There are a couple of ways we can do this. The simplest would be for system-verification to make requests directly to the services (Kubernetes pods) using the built-in DNS features of Kubernetes. This would be fast and require the fewest moving parts but it's not actually very helpful. We're not trying to catch buggy code with system-verification, it's more about facilitating continuous checks on the health and correctness of our system as a whole. The infrastructure that allows the app to talk to our services looks like this.

If system-verification talked directly to the services we'd be missing out on the bigger picture. We wouldn't know

Is CloudFront up?
Is the Kubernetes ingress set up correctly?
Is there extra latency between our services and the database?

A much better approach is to treat system-verification as a first-class consumer of our API. Have it send requests out of the cluster over the public internet to the exact URLs the app uses.

Test suites

We've taken inspiration from Go's testing mechanism and created our own runner and test interface which implements the same functions as testing.T so we can take advantage of test assertion libraries like testify and write tests that look like familiar Go tests. Each group of related tests is bundled into a test suite, here's an example of our Invoices test suite:

p.Testsuite = systesting.NewSuite(
	"Invoices",
	[]systesting.TestFunc{
		p.Create_draft_invoice,
		p.Update_draft_invoice,
		p.Preview_invoice,
		p.Issue_invoice,
		p.Verify_issued_invoice,
		p.Email_invoice,
		p.Verify_invoice_fully_matched,
		p.Delete_match,
		p.Cancel_invoice_without_a_credit_note,
		p.Create_and_issue_second_invoice,
		p.Cancel_invoice_with_a_credit_note,
		p.Verify_issued_credit_note,
		p.Verify_credit_note_in_ledger,
	},
	p.Cleanup)

We can also skip an entire test suite based on the failure of another suite. For example, we would want to skip creating an invoice if we failed to sign up a user as there'd be no one who could issue that invoice so there's no point trying.

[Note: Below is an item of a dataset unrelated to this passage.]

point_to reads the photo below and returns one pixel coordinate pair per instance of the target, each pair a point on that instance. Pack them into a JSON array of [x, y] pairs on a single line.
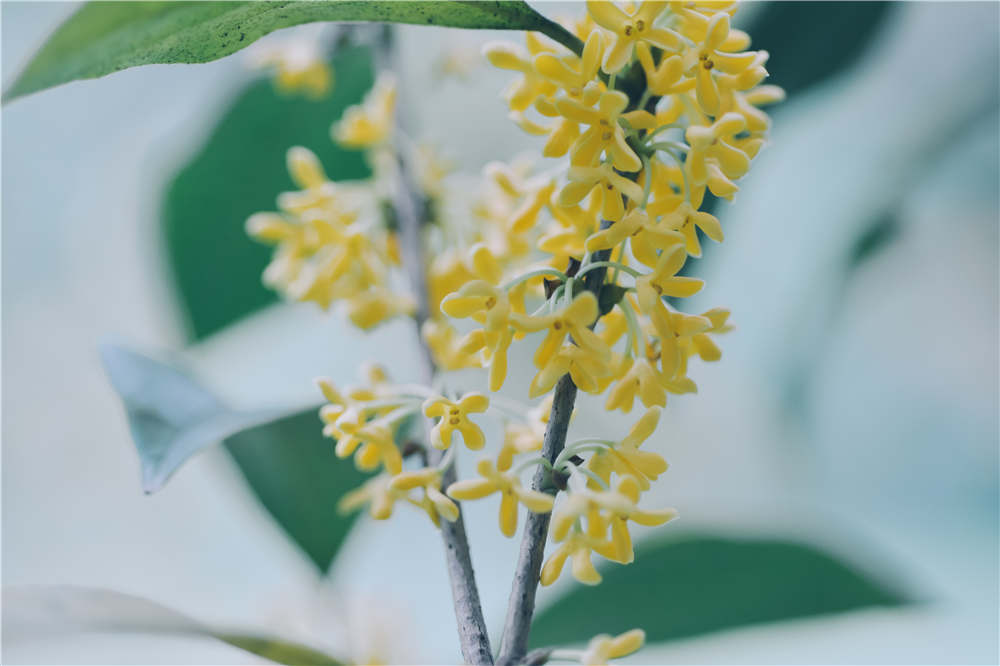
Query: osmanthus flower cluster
[[582, 259]]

Countingup doesn't have a dedicated QA team, the developers are fully responsible for writing the tests so we're keen to make that as easy as possible. All our service endpoints are defined using Swagger and we auto-generate the Go client code from that so each test can perform whatever actions it needs in a type-safe, easy to read way. Very cool.

We've got 14 test suites right now, each of which has about 10 or so individual tests so the coverage is good but we can always do better!

Cleaning things up

Obviously we don't want to leave any test data lying around in our production environment. We can use the Cleanup function to clean up after each test suite. Typically each Cleanup function will delete all the data that was created by the test suite via endpoints on each service which are only accessible to system-verification and only for data created by system-verification. This makes it impossible to delete non-test data.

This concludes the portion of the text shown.